Parcialmente podemos decir que en ese corto período de tiempo –tres semanas- la campaña presidencial se recompone porque se produce adhesiones a una u otra candidatura de las fuerzas políticas que quedaron por fuera de la contienda –eso puede conllevar mejoras, ajustes o eventualmente cambios en los programas de los candidatos-, o toman la decisión de no participar o votar en blanco; igualmente se busca llegar a los votantes indecisos o que no participaron en la primera vuelta, para tratar de incrementar el caudal electoral de cada opción. Pero las estrategias de campaña pueden lograr ese acercamiento de votantes o por el contrario alejar más a los indecisos, si la estrategia es la agresión o insulto a los adversarios.
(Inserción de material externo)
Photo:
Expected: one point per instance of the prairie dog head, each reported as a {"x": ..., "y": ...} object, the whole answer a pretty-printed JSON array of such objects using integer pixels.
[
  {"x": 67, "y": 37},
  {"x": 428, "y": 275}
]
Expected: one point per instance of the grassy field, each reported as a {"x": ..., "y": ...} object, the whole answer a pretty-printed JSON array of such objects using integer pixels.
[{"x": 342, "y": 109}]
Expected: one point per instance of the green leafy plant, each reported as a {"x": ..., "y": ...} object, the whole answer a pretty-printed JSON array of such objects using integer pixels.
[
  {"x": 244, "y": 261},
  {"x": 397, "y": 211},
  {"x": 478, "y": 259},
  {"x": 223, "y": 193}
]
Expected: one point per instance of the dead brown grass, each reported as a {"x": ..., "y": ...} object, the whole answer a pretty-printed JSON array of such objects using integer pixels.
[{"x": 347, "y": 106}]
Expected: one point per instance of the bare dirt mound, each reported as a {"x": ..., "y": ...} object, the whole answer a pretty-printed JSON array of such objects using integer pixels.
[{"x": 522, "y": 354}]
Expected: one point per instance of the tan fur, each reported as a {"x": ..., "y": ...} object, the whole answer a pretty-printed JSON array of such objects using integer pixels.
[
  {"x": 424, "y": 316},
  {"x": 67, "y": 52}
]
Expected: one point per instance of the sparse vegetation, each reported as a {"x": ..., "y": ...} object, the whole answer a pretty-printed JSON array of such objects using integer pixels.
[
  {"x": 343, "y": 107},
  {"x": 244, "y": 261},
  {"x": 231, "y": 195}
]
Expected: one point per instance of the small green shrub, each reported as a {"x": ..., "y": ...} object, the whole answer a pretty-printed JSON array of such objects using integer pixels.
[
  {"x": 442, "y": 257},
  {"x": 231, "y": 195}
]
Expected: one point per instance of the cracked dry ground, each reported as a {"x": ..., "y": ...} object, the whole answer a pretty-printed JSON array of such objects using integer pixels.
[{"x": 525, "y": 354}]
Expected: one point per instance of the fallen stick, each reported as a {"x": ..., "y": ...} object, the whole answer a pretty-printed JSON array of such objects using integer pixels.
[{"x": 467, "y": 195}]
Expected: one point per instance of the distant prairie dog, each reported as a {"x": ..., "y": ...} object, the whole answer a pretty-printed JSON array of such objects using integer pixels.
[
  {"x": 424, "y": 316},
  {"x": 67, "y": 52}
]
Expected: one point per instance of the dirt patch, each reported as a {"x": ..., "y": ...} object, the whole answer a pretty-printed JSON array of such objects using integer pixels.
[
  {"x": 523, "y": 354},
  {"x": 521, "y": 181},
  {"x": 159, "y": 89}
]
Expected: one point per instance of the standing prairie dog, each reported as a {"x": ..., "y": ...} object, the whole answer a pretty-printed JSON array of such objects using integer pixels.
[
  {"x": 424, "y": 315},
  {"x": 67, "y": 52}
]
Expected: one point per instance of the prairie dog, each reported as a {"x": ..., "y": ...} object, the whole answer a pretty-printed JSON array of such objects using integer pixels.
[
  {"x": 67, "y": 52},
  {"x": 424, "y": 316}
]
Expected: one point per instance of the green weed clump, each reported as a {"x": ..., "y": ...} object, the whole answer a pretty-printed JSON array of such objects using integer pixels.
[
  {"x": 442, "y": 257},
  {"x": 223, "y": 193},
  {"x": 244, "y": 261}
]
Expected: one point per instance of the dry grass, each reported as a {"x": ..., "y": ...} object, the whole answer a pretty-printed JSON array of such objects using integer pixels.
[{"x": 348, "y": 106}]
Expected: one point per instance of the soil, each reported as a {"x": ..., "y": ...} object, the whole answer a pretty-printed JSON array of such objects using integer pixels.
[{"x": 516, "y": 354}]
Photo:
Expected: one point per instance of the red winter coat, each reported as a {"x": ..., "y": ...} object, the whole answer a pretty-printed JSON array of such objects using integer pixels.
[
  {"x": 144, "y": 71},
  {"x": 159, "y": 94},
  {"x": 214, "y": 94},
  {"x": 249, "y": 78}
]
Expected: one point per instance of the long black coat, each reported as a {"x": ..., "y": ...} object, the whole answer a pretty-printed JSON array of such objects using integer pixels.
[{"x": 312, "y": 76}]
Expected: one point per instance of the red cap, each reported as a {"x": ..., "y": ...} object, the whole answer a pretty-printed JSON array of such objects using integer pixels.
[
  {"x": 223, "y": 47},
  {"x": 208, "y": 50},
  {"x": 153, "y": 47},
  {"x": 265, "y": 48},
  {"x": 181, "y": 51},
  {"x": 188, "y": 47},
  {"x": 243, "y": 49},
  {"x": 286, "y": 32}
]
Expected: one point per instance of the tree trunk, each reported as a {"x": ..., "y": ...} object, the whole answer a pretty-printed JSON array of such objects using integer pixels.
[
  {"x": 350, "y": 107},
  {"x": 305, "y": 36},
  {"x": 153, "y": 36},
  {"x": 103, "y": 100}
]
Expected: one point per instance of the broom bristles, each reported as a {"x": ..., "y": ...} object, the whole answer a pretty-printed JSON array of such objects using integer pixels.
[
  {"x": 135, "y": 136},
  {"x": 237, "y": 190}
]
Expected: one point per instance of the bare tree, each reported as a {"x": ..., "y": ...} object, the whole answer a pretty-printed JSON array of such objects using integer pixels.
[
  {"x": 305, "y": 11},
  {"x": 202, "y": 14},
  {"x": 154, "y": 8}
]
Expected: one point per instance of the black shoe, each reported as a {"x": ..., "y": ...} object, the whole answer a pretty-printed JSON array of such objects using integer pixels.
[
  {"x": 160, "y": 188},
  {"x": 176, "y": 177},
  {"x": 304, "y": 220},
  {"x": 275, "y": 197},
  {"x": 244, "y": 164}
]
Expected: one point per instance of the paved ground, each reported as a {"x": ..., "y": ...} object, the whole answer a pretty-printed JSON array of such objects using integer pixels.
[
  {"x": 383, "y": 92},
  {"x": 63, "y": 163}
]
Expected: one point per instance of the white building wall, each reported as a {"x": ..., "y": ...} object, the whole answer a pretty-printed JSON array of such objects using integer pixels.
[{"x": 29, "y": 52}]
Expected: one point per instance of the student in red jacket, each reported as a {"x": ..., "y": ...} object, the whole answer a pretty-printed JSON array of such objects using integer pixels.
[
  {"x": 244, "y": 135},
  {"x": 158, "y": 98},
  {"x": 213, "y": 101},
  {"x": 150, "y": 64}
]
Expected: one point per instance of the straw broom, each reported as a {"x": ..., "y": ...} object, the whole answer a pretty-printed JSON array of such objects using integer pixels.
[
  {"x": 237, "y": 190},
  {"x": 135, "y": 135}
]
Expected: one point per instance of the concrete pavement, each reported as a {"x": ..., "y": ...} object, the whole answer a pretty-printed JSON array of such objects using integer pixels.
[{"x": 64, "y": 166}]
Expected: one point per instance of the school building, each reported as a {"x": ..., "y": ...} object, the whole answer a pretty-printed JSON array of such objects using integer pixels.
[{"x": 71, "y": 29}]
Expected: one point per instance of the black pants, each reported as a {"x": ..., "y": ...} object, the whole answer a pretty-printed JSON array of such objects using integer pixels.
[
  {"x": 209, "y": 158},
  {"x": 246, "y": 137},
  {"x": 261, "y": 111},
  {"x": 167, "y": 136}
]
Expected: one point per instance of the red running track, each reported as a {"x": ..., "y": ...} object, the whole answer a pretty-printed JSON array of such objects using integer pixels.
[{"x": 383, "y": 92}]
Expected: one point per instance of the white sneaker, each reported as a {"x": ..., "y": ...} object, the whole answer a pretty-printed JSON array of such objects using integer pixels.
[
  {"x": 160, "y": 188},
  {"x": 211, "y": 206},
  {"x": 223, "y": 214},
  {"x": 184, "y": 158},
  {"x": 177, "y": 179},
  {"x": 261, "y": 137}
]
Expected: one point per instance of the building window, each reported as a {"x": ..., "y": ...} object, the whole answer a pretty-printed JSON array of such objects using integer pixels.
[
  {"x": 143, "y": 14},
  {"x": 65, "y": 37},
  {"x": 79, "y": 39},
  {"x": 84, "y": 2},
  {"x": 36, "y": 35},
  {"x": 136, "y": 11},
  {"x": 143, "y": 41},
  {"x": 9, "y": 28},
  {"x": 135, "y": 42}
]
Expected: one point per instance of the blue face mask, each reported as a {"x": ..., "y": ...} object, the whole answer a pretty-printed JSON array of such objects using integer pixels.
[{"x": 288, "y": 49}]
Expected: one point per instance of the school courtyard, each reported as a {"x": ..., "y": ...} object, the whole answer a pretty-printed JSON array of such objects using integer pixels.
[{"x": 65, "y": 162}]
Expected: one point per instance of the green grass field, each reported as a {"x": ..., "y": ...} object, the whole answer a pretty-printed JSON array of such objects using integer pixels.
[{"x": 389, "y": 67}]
Entre primera y segunda vuelta y por diversas razones Andrés Pastrana le ganó a Horacio Serpa, porque supuestamente ese candidato sí iba a hacer la paz y el resultado fue el que conocimos; igualmente Juan Manuel Santos le ganó a Oscar Iván Zuluaga en su re-elección con el apoyo de las fuerzas partidarias de concluir el Acuerdo de Paz con las FARC.
Ojalá estas dos semanas restantes de campaña, que a muchos ya tiene fatigados, se logren realizar con mensajes atrayentes para los votantes, sin insultos ni agresiones entre las campañas y colocando como prioritario la idea que cualquier gobierno que sea elegido debería promover un gran acuerdo nacional –lo que sí haría la diferencia con la política del pasado reciente, del odio y la agresión permanente- para impulsar políticas como: 1. una clara defensa de la Constitución de 1991 –no significa que no se puedan hacer reformas de la misma, pero deben ser producto de amplios consensos políticos y sociales-; 2. la implementación integral del Acuerdo de Paz, 3. iniciar y concluir un acuerdo con el ELN; 4. definir una política de seguridad y paz para someter a los grupos de crimen organizado y lograr terminar con la violencia, especialmente en el mundo rural; 5. una política exterior que debe ser en función de intereses nacionales; 6. una política social de prioritaria atención a los compatriotas más desfavorecidos.
Si lográramos eso, sí podríamos decir que hemos iniciado un nuevo ciclo en nuestra historia política y avanzaríamos en profundizar nuestra democracia.